Cos’è l’imposta di bollo sui conti correnti

L’imposta di bollo è un tributo previsto dalla normativa fiscale che colpisce alcuni rapporti bancari, tra cui conti correnti e conti deposito. Non viene calcolata dal cliente, ma addebitata direttamente dalla banca in occasione dell’emissione dell’estratto conto o del rendiconto periodico.

Per i conti correnti intestati a persone fisiche l’imposta è fissa, mentre per i conti deposito è proporzionale al saldo. L’elemento centrale per capire se il bollo è dovuto è la giacenza media, non il saldo in un singolo giorno.

Importo dell’imposta di bollo e normativa di riferimento

L’importo varia in base al soggetto intestatario del conto e al tipo di rapporto.

  • Per le persone fisiche, l’imposta di bollo sul conto corrente è pari a 34,20 euro all’anno, ma si applica solo se la giacenza media complessiva presso la stessa banca supera i 5.000 euro.
  • Per i soggetti diversi dalle persone fisiche (come società, enti o associazioni), l’imposta è pari a 100 euro all’anno, senza alcuna soglia di esenzione legata alla giacenza.

L’importo massimo annuo per ciascun conto corrente intestato a una persona fisica non può superare 34,20 euro, anche se l’addebito avviene in più rate nel corso dell’anno.

Quando si paga l’imposta di bollo su conti correnti e conti deposito

Il momento dell’addebito dipende dalla frequenza di rendicontazione scelta per il conto.

Conti correnti

Per i conti correnti, l’imposta viene addebitata quando viene prodotto l’estratto conto o il rendiconto:

  • 2,85 euro con rendicontazione mensile;
  • 8,55 euro con rendicontazione trimestrale;
  • 17,10 euro con rendicontazione semestrale;
  • 34,20 euro con rendicontazione annuale.

Se nel periodo considerato la giacenza media non supera 5.000 euro, l’imposta non viene applicata. Se la soglia viene superata anche solo in parte dell’anno, il bollo viene addebitato secondo le modalità previste dalla rendicontazione.

Conti deposito

Per i conti deposito l’imposta è proporzionale ed è pari allo 0,20% del valore rendicontato. Non esiste una soglia minima di giacenza per le persone fisiche e non è previsto un tetto massimo.

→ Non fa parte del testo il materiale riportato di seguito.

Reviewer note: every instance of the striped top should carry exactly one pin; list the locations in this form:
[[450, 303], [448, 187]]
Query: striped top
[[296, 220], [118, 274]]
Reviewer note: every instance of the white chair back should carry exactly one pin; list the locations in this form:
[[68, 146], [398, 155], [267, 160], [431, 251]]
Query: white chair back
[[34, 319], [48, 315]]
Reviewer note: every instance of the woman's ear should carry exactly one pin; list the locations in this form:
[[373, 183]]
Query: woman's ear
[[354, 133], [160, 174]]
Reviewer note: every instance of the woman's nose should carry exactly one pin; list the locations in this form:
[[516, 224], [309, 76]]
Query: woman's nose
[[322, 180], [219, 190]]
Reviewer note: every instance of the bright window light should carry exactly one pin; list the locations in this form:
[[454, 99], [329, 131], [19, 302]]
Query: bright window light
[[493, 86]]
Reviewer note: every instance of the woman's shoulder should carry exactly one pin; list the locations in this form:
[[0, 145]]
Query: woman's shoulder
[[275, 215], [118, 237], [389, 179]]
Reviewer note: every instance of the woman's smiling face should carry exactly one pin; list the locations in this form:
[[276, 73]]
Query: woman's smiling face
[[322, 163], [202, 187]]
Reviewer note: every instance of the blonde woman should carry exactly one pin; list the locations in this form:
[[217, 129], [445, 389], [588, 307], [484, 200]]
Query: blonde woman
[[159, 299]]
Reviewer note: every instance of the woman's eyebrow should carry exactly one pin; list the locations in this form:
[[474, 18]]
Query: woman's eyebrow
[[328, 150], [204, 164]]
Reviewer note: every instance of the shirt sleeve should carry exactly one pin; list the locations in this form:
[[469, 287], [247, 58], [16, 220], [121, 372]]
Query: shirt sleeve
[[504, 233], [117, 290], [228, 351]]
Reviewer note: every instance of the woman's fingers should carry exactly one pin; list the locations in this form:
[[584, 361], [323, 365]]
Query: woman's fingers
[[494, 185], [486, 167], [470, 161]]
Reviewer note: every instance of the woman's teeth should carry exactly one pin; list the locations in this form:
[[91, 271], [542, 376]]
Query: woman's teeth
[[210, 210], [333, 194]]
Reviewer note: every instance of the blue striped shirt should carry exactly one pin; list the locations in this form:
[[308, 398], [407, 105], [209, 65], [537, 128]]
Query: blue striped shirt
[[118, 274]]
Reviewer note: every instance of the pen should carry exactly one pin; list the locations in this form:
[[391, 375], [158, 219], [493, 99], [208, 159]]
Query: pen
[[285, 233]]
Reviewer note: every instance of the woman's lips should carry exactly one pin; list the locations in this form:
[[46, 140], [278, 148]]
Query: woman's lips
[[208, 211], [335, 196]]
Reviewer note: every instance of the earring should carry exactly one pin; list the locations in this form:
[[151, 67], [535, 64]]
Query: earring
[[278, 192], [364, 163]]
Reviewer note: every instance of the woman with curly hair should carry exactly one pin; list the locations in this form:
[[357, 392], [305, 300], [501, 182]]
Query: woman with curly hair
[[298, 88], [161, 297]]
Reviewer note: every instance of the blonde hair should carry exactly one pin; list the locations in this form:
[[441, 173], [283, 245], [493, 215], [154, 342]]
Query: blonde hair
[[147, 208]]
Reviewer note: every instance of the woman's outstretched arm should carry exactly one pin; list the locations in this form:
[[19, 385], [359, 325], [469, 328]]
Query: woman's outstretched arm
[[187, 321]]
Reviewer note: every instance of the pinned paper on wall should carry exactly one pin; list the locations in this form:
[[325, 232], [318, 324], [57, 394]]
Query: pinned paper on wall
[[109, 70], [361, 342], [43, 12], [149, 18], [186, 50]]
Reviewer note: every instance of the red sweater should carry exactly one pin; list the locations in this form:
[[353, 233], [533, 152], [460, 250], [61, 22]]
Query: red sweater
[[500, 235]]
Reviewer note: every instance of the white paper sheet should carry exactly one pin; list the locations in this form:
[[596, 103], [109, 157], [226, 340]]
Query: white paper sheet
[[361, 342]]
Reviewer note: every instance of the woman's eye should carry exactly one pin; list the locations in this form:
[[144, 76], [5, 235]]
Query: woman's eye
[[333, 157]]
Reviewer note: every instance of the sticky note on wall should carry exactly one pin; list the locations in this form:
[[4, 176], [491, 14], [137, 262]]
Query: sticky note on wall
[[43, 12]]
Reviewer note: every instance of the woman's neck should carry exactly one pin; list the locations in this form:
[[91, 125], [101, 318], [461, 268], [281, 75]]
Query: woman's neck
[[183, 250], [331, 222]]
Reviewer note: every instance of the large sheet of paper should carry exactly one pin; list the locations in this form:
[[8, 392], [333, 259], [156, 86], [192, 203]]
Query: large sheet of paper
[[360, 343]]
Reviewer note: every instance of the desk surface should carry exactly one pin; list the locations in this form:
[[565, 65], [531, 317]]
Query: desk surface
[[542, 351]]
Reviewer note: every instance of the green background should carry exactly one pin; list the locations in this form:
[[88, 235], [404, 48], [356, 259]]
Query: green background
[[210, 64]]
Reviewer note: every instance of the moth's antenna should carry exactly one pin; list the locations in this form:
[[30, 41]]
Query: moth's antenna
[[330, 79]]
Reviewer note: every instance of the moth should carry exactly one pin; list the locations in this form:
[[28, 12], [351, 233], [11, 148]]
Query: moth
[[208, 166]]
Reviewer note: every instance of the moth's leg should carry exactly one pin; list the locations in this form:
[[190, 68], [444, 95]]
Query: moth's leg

Il calcolo avviene in base al periodo coperto dal rendiconto. Se il conto è stato aperto o chiuso nel corso dell’anno, l’imposta viene applicata in proporzione ai mesi effettivi. Se il conto risulta chiuso alla data di rendicontazione, si applica comunque un importo minimo di 1 euro.

Chi è esente dal pagamento dell’imposta di bollo

Esistono alcune situazioni in cui il cliente non sostiene direttamente il costo dell’imposta di bollo.

In particolare, il bollo non è dovuto quando:

  • la banca prevede contrattualmente di farsi carico dell’imposta;
  • il conto rientra nella categoria di Conto Base, se ricorrono i requisiti previsti;
  • l’intestatario ha un ISEE inferiore a 7.500 euro, nei casi stabiliti dalla normativa.

Un conto corrente con saldo negativo non genera imposta di bollo su quel rapporto, ma la presenza di altri conti attivi presso la stessa banca può comunque far superare la soglia di giacenza media complessiva.

Differenza tra imposta fissa e imposta proporzionale

La distinzione tra imposta fissa e imposta proporzionale è uno degli aspetti più rilevanti per capire quanto si paga. L’imposta sui conti correnti è fissa: l’importo non dipende dal saldo, ma solo dal superamento della soglia di giacenza media.

L’imposta sui conti deposito, invece, è proporzionale: cresce all’aumentare delle somme depositate. Se il deposito è un rapporto distinto dal conto corrente, l’imposta dello 0,20% si applica separatamente e non incide sulla soglia dei 5.000 euro del conto corrente.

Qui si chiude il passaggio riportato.